Vertical? Big Sky’s U.S. best is 4,180 feet. In Chamonix, the Vallée Blanche route back to town from the Aiguille du Midi drops 9,205 vertical feet over 15 miles.
Even the midsized, unknown ski resorts in Europe are huge compared to our largest. Ever heard of Les 2 Alpes in France? Sixty-two lifts, 7,700 vertical. How about Meiringen/Hasliberg in Switzerland? Listed under “smaller resorts” by the tourist office, it has “only” 13 lifts (one tram and three gondolas) on 5,396 vertical. How is this possible? The Alps (a geologically recent result of Africa ramming the boot of Italy into the European continent) are simply much bigger than any mountain range in the U.S. Not necessarily higher. With the exception of Mont Blanc, Alpine summits are not that much higher than the highest peaks in the Rockies, Sierras or Cascades. But the valleys carved into the Alps massif are much, much lower. The town of Chamonix sits at 3,396 feet. Innsbruck, Austria is a mere 1,886 feet above sea level. The loftiest base village in the Alps is Val Thorens, at 5,905 feet. Aspen, by contrast, checks in at a rarefied 7,945 feet.
This “vertical relief” dwarfs all human enterprise. And at 47 degrees north latitude (about the same as the northern tip of Maine), tree line comes at about 5,000 feet; the top two-thirds of these huge mountains are completely treeless. Thus the naked oceanic sweep of ski terrain. Other skiers working their way down the next drainage appear comme des fourmis, like ants. Indeed, one can feel like a speck, an exhilarated speck, sliding over a great, white globe.
And then there’s tradition. Some Alpine villages have been continuously inhabited for a thousand years, but goat herding is less viable today than is tourism. Skiing has become a way to stay and make a living. And since most mountain land is owned by local farming co-operatives, village after village has been able to build a chairlift or a cable car and tap into the larger ski web.
In the end, numbers don’t begin to tell the tale of the Alps. Maybe a story can. I was skiing alone at Val d’Isère.

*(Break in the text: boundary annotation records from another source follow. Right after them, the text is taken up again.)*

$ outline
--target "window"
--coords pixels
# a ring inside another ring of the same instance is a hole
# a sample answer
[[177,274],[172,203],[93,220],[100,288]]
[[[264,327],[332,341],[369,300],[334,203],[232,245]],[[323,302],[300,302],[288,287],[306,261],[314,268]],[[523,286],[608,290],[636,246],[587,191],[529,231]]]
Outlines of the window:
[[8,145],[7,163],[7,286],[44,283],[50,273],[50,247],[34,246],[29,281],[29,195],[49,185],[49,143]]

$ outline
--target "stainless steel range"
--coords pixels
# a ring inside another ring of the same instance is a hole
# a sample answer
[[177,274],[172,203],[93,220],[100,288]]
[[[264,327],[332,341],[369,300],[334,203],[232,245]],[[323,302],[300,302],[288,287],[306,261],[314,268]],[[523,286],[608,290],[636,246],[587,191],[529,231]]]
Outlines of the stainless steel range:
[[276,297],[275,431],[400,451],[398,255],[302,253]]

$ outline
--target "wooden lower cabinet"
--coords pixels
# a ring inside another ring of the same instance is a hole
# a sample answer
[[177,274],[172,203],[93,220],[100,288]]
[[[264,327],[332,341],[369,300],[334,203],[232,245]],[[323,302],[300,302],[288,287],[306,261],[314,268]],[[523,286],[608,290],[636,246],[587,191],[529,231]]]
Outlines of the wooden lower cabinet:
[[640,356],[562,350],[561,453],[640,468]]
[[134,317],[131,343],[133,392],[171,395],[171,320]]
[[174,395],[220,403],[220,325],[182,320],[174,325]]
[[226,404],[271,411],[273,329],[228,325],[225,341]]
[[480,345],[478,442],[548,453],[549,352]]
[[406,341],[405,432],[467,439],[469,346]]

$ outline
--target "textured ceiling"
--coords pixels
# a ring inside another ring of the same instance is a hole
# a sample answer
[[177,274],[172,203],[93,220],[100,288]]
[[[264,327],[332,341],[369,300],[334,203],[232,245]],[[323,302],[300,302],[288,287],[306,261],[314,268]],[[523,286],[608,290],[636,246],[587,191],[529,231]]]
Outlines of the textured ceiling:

In good weather II traveled farther and farther away from town, over the first mountain and through the treeless white sink of its backside. Up over the next ridge, and the next, riding chairlifts and cable cars and finally the surface tows on the Glacier de Pissaillas.
There were few other skiers out this far. One graying gentleman stood out. He had old gear, Sixties style leather boots and long, stiff skis. His technique was out of the Killy era; he looked like he was opening a door with each pole plant and then slipping gracefully down over the threshold. I decided to follow him. Maybe he knew where the really good snow was, the perfect, sun-warmed corn that the French call “velour.”
It was afternoon, and the need to start back, nagged just below the surface. But my man skied ever farther out, away from civilization. Every time we came to a col or pass where a decision had to be made, he turned right, farther away from town. Could I get back to a lift? Or even to a road in the valley? I didn’t know, but I stuck with him, at a distance, out of a perverse faith.
Down and down we went, and just when I thought we would both be lost forever, he arrived at a series of exquisite, wave-like troughs pointing to the valley, their curving sides facing directly into the sun. The snow was perfect, the skiing effortless, like floating through the invincible part of a flying dream.
I lost my man in the shadows down at Le Fornet, a tiny stone village outpost on the road from Val d’Isère. An hour’s descent together over at least four or five miles, and I didn’t have the chance to thank him. I had missed the last lift, too. But there was a bus for the 15-minute ride back to Val. With the peaks lit gold a vertical mile above, it shuttled me home in the gloaming.